Enumeration of multiplex juggling card sequences using generalized q-derivatives
Yumin Cho, Jaehyun Kim, Jang Soo Kim, Nakyung Lee
TL;DR
This work resolves the enumeration of multiplex juggling card sequences by linking cards to $(b,k)$-embeddings and introducing a generalized $q$-derivative operator to handle card sequences.
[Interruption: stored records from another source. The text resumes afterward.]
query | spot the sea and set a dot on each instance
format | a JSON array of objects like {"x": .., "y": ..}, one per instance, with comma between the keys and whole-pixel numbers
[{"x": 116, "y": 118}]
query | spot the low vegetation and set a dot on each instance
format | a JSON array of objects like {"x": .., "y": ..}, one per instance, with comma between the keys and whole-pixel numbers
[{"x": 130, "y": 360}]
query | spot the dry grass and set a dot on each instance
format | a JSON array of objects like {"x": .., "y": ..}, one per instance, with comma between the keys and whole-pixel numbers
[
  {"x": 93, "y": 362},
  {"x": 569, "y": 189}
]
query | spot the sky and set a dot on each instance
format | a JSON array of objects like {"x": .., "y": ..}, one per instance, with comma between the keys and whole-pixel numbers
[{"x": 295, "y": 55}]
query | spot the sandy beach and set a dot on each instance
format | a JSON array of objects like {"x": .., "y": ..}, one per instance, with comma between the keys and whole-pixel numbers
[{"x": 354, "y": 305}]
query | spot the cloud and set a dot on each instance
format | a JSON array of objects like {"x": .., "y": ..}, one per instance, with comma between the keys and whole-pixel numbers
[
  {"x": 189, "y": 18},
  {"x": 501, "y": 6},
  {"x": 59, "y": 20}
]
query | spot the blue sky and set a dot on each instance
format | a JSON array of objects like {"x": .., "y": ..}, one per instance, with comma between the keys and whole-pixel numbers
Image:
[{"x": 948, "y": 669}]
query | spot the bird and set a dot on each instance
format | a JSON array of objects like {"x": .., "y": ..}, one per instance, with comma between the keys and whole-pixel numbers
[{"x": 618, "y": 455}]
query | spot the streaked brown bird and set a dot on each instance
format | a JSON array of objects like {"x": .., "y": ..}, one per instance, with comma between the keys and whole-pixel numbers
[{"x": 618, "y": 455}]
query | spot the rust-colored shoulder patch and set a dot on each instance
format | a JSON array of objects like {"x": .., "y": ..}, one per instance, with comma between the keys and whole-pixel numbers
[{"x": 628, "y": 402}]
It proves Butler et al.'s conjecture for capacity $k=2$ and provides explicit generating functions for general capacity $k$ and length $\ell$, culminating in a rational generating function in $x$ for fixed $(k,\ell)$. The approach blends combinatorial embeddings, symmetric-function techniques, and a multi-variable derivative operation to obtain compact expressions such as $\sum_{b\ge0} J(b,k,\ell)x^b = [z_1^k \cdots z_\ell^k]\left( \frac{1}{1-z_1} \cdots \frac{1}{1-z_\ell} D_{z_1,z_2} \cdots D_{z_1,\dots,z_\ell} \frac{1}{2 - h_k(1,x,xz_1,\dots,xz_\ell)} \right)$. Consequently, these generating functions are rational in $x$, implying linear recurrences for the sequences $J(b,k,\ell)$ and laying a foundation for multivariate extensions and related open problems on $J_0(b,k,\ell)$ and higher-parameter generating functions.
Abstract
In 2019, Butler, Choi, Kim, and Seo introduced a new type of juggling card that represents multiplex juggling patterns in a natural bijective way. They conjectured a formula for the generating function for the number of multiplex juggling cards with capacity 2. In this paper we prove their conjecture. More generally, we find an explicit formula for the generating function with any capacity. We also find an expression for the generating function for multiplex juggling card sequences by introducing a generalization of the q-derivative operator. As a consequence, we show that this generating function is a rational function.